Pour Bertrand Guyon, président du jury et directeur artistique de la maison Elsa Schiaparelli, “le choix de Vanessa Schindler s’est imposé presque comme une évidence et le Grand Prix du jury Première Vision lui est attribué à l’unanimité. Une émotion poétique et raffinée. L’utilisation très subtile d’une matière pourtant pauvre associée à la fausse fourrure, au jersey, à séduit le jury. Une alchimie inattendue, semblable à la plus précieuse des broderies qui semble bouger avec le corps. Une beauté sensuelle et délicate, féminine et forte à la fois.”
Prix Chloé (15 000€)
Gesine Försterling (Allemagne)
Avec ses déclinaisons de vêtements de travail réalisés en « matériaux de chantier », cordons et cotons fermes rebrodés.
Mention Spéciale du jury Mode
Maria Korkeila (Finlande)
Grand Prix du jury Accessoires de Mode Swarovski (pour la première fois, le Festival a ouvert une section « Accessoires de mode », présidé par Pierre Hardy et soutenu par Atelier Swarovski. A la clef : 15 000€)
Marina Chedel (Suisse)
Avec une collection de chaussures de bois architecturales, objets de déco et de séduction massives.
Pierre Hardy explique : “Marina Chedel a remporté les suffrages du jury par sa capacité à élaborer une thématique originale et personnelle. Elle propose une collection d’accessoires cohérente et créative. Par ailleurs, le modèle créé pour Swarovski nous confirme sa maturité de designer. Son énergie, son enthousiasme et son sens du dialogue nous ont convaincu de lui attribuer ce premier prix”.
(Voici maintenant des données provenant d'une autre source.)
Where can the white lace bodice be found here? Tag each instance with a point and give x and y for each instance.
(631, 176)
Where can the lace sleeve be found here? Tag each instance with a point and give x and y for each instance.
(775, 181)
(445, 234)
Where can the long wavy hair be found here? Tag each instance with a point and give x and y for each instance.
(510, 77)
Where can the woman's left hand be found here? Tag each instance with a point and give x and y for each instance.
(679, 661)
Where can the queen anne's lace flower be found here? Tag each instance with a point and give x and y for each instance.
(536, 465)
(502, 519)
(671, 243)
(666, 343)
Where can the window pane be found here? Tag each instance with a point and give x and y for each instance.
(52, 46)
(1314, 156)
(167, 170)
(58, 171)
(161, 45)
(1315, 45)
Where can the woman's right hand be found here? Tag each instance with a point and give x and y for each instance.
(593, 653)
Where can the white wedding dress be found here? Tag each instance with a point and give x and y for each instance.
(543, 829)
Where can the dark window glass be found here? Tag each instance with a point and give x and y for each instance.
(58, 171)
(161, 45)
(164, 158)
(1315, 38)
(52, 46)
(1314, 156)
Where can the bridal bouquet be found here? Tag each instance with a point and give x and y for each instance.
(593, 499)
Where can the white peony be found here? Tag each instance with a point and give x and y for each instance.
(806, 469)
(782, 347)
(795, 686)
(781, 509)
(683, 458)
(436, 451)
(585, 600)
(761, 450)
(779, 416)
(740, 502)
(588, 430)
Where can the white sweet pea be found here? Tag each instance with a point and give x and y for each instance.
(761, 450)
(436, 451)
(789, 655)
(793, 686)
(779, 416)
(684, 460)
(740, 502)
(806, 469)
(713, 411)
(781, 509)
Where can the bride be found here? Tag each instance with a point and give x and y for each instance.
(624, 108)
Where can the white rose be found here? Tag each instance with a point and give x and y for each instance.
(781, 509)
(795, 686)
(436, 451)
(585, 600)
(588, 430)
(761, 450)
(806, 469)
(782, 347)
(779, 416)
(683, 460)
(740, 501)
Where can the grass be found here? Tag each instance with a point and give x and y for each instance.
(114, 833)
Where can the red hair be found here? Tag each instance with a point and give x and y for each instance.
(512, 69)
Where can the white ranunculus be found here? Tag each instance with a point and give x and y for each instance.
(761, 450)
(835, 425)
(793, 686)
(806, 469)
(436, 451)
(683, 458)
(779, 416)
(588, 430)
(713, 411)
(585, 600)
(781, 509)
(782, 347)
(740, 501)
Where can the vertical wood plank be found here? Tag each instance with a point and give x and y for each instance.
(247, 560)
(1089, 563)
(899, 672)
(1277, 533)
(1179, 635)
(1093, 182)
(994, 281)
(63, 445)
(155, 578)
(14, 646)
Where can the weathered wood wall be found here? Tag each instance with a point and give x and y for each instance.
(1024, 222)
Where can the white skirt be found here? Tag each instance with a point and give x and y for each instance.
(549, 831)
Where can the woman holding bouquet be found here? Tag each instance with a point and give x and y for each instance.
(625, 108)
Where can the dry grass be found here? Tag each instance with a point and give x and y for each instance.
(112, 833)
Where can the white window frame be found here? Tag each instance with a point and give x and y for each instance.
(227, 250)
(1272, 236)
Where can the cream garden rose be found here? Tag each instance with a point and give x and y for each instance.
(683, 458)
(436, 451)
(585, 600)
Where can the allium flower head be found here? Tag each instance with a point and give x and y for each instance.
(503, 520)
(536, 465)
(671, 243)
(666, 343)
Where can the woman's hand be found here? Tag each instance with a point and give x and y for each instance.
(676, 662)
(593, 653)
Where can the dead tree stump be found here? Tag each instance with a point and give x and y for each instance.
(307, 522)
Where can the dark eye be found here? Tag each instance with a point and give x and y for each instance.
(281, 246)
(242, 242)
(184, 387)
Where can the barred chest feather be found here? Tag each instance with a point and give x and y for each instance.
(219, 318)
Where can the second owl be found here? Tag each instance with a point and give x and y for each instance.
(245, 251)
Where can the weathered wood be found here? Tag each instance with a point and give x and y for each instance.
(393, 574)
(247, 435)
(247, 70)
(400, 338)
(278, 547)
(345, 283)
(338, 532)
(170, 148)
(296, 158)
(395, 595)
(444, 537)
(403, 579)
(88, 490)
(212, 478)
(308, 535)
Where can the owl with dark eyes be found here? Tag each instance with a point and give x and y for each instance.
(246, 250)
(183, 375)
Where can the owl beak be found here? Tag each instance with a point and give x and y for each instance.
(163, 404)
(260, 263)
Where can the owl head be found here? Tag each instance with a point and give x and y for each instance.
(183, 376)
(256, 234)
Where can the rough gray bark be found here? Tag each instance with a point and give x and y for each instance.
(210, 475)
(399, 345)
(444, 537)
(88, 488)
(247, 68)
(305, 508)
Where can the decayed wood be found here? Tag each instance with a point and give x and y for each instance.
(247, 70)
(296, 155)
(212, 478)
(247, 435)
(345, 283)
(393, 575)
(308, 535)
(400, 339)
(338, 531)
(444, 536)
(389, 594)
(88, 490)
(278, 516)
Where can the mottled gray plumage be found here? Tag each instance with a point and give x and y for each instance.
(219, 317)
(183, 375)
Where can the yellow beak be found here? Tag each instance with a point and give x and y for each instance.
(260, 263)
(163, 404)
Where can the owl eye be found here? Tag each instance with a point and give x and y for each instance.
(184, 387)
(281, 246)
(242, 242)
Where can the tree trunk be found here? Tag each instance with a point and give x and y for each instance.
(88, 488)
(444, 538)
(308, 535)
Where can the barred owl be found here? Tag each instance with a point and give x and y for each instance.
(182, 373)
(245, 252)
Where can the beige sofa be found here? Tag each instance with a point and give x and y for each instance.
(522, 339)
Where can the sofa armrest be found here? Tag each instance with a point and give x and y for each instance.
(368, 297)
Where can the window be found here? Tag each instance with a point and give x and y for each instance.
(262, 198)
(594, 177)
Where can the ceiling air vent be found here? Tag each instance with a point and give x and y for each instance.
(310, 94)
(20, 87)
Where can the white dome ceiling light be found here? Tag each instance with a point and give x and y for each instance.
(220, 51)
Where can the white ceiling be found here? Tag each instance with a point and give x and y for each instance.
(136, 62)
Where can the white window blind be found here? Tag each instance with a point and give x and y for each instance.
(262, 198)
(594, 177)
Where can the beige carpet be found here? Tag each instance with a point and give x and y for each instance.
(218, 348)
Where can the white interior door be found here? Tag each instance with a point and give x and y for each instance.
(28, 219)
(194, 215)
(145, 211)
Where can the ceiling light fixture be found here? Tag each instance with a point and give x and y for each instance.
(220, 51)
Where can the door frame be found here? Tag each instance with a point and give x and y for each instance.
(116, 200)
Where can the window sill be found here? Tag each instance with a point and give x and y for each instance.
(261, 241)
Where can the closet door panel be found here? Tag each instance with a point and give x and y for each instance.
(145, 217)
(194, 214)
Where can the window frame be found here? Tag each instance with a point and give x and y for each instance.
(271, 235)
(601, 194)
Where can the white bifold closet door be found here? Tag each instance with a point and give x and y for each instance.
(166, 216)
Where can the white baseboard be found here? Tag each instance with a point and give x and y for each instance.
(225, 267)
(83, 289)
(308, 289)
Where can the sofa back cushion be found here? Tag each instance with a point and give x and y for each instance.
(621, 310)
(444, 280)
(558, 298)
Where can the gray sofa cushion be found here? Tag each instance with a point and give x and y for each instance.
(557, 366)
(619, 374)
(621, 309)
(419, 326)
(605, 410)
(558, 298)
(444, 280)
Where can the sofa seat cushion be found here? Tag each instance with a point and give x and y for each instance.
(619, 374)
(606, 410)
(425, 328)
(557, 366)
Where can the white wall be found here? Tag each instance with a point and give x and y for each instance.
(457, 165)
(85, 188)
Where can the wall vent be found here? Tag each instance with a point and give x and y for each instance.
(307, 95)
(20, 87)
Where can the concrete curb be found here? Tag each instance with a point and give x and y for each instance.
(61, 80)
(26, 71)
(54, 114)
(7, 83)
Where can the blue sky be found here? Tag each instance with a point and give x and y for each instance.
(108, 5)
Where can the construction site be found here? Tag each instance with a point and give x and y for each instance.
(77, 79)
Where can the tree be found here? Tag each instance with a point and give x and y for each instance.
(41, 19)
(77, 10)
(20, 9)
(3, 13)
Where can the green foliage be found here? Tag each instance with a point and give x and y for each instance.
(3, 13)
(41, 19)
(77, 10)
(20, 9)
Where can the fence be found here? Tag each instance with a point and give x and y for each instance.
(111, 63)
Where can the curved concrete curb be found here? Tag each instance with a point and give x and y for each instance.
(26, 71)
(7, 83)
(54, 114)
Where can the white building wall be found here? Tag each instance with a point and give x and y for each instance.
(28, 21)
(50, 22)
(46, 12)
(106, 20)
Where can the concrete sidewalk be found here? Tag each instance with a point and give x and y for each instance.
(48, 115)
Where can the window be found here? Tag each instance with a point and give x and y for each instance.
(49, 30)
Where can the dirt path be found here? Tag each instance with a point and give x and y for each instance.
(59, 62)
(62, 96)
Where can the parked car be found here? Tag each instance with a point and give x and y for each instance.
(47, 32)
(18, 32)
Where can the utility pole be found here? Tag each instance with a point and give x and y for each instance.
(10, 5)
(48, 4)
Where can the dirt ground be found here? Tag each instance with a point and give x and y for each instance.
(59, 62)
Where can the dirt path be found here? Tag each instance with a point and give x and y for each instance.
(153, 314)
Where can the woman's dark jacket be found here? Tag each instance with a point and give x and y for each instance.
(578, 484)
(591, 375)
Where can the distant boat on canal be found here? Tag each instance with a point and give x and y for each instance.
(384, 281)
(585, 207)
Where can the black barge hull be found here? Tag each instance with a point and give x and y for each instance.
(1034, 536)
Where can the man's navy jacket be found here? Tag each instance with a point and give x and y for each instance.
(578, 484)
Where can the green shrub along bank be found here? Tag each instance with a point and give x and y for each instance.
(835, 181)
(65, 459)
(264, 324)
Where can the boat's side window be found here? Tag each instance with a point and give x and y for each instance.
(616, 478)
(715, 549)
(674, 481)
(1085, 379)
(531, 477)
Grand Prix du jury Photographie
Daragh Soden (Irlande)
Le jury photo, présidé par l’immense photographe Tim Walker, a célébré l’univers sexy et désabusé des ados de Daragh Soden. Ambiance sociale crue, hybride entre Ken Loach et Larry Clark, avec plus d’humour en filigranes, et une touche de militantisme gay friendly qu’on salue :
“Le jury photos estime que ce jeune photographe possède le potentiel de produire une nouvelle œuvre qui éclaire l’esprit, autant que l’oeil. Nous saluons son courage, son honnêteté, et attendons de futures surprises à travers son imagerie visuelle provocante. »
Prix de la Photographie American Vintage
Luis Alberto Rodriguez (Etats-Unis – Suède)
Pour les candidats comme pour les observateurs, les fans et les curieux, Hyères, c’est l’avenir.
* En mars dernier, le Président François Hollande et la Ministre de la Culture Audrey Azoulay ont annoncé la labellisation de la Villa Noailles en Centre d’art d’intérêt national.